Para alívio dos brasileiros que não querem mais agrotóxicos nos alimentos e na água que bebem e decepção dos deputados da bancada ruralista e dos fabricantes, o "Pacote do Veneno" não foi votado na quarta-feira 16, como era esperado. Maioria na composição da Comissão Especial que analisa 27 projetos de lei compilados no relatório de Luiz Nishimori (PR-PR), que pretende facilitar ainda mais o registro, venda e utilização desses produtos, os ruralistas se mostraram acuados em toda a reunião, que durou três horas.

Os defensores de mais venenos na agricultura e no prato até tentaram manipular informações a partir de uma nota técnica da Empresa Brasileira de Pesquisa Agropecuária (Embrapa), que defende, em certa medida, mudanças na lei. Mas o texto também aponta diversos problemas, relacionados a regras para os registros – o que acabou virando "um tiro no pé". Contra o Pacote, Alessandro Molon (PSB-RJ) passou a ler os pontos da nota que haviam sido ocultados, causando ainda mais mal estar.

> MPF aponta série de inconstitucionalidades no 'Pacote do Veneno'
> O veneno está diariamente no seu prato

Mais de 200 notas técnicas contrárias

O argumento de que o mundo depende do Brasil para produzir mais comida e que essa produção depende de mais agrotóxicos foi desconstruído por notas técnicas e manifestos de mais de 200 organizações, associações (inclusive de trabalhadores do Ministério da Agricultura), fóruns e coletivos na área de saúde, meio ambiente, direitos humanos, trabalho e defesa do consumidor. São essas informações que respaldam a atuação dos deputados contrários ao Pacote, que embora minoria, têm sido firmes na proposição de requerimentos que visam ampliar o debate.

O líder do Psol na Câmara, Chico Alencar (RJ), a deputada Jandira Feghali (PCdoB-RJ) e os deputados do PT Bohn Gass (RS), Nilto Tatto (SP), Patrus Ananias (MG), Paulo Teixeira (SP), João Daniel (SE) e Padre João (MG) já haviam protocolado três textos alternativos ao substitutivo de Nishimori.

O Instituto Nacional do Câncer (Inca), a Associação Brasileira de Saúde Coletiva (Abrasco), Fundação Oswaldo Cruz (Fiocruz), Agência Nacional de Vigilância Sanitária (Anvisa), (Instituto Brasileiro de Meio Ambiente e dos Recursos Renováveis (Ibama) e Ministério Público Federal (MPF) e do Trabalho (MPT) têm pressionado os parlamentares, listando os problemas causados pelos agrotóxicos que devem se agravar com mudanças, para pior, na atual lei. E defendem medidas de redução do uso desses produtos até seu banimento, a exemplo de muitos países, e o incentivo à agroecologia.

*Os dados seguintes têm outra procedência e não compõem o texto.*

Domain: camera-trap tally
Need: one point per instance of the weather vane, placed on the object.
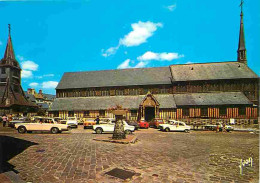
(241, 5)
(9, 27)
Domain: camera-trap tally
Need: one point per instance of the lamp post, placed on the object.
(119, 132)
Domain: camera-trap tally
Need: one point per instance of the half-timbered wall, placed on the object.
(248, 87)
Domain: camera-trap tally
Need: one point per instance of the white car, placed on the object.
(46, 125)
(175, 126)
(70, 121)
(109, 127)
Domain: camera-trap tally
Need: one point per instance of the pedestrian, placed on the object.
(97, 120)
(217, 129)
(224, 128)
(4, 120)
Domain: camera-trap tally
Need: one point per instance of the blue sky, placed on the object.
(53, 37)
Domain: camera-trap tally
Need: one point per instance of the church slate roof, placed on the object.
(222, 98)
(120, 77)
(103, 103)
(211, 71)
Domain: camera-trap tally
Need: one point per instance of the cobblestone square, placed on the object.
(157, 157)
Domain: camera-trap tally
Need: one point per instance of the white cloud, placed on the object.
(124, 64)
(110, 51)
(26, 74)
(30, 65)
(159, 56)
(171, 7)
(141, 64)
(49, 84)
(48, 75)
(189, 62)
(141, 31)
(33, 85)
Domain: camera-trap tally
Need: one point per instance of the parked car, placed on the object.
(17, 121)
(47, 125)
(143, 124)
(109, 127)
(71, 121)
(175, 126)
(214, 127)
(156, 122)
(134, 123)
(88, 123)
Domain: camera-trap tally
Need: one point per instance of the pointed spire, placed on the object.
(9, 51)
(241, 52)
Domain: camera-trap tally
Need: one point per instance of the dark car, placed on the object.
(156, 122)
(134, 123)
(143, 124)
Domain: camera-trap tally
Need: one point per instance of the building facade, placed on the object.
(42, 100)
(202, 93)
(12, 96)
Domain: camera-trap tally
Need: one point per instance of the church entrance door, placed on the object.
(149, 113)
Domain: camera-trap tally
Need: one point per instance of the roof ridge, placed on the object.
(119, 69)
(208, 63)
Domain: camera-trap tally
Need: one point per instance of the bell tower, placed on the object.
(241, 52)
(12, 97)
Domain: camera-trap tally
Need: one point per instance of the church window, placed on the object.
(133, 113)
(242, 111)
(222, 111)
(105, 92)
(119, 92)
(86, 113)
(185, 112)
(16, 88)
(145, 91)
(204, 111)
(71, 113)
(102, 113)
(3, 70)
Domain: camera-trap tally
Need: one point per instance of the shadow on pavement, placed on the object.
(9, 148)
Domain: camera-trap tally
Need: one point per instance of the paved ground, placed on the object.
(156, 157)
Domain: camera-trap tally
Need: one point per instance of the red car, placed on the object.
(156, 122)
(143, 124)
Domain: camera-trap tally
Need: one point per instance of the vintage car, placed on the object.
(221, 128)
(134, 123)
(143, 124)
(17, 121)
(70, 121)
(109, 127)
(47, 125)
(156, 122)
(88, 123)
(175, 126)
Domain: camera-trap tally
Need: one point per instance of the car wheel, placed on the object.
(21, 129)
(167, 129)
(127, 132)
(186, 131)
(99, 130)
(54, 130)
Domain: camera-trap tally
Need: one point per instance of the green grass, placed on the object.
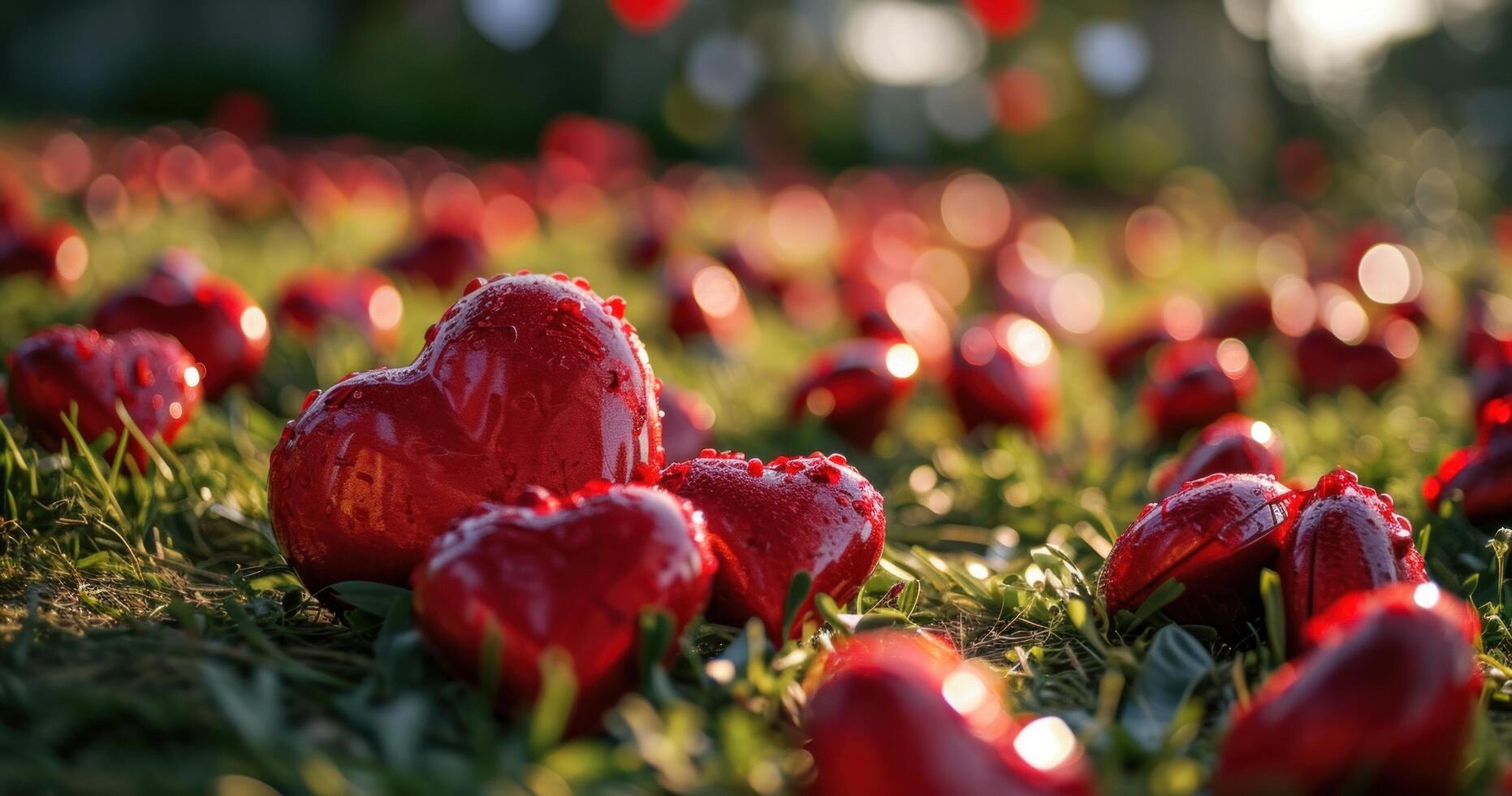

Na segunda-feira 14, o subprocurador-geral da República Nívio de Freitas Silva Filho se reuniu com o relator Nishimori. A 4ª Câmara de Meio Ambiente e Patrimônio Público do MPF já havia distribuído nota técnica em que aponta uma série de inconstitucionalidades no substitutivo relativas à saúde e meio ambiente.

Sem veneno

O argumento dos ruralistas, de que é impossível produzir em grande escala sem agrotóxicos é desmontado pelos produtores de arroz agroecológico do Movimento dos Trabalhadores Rurais Sem Terra (MST) no Rio Grande do Sul.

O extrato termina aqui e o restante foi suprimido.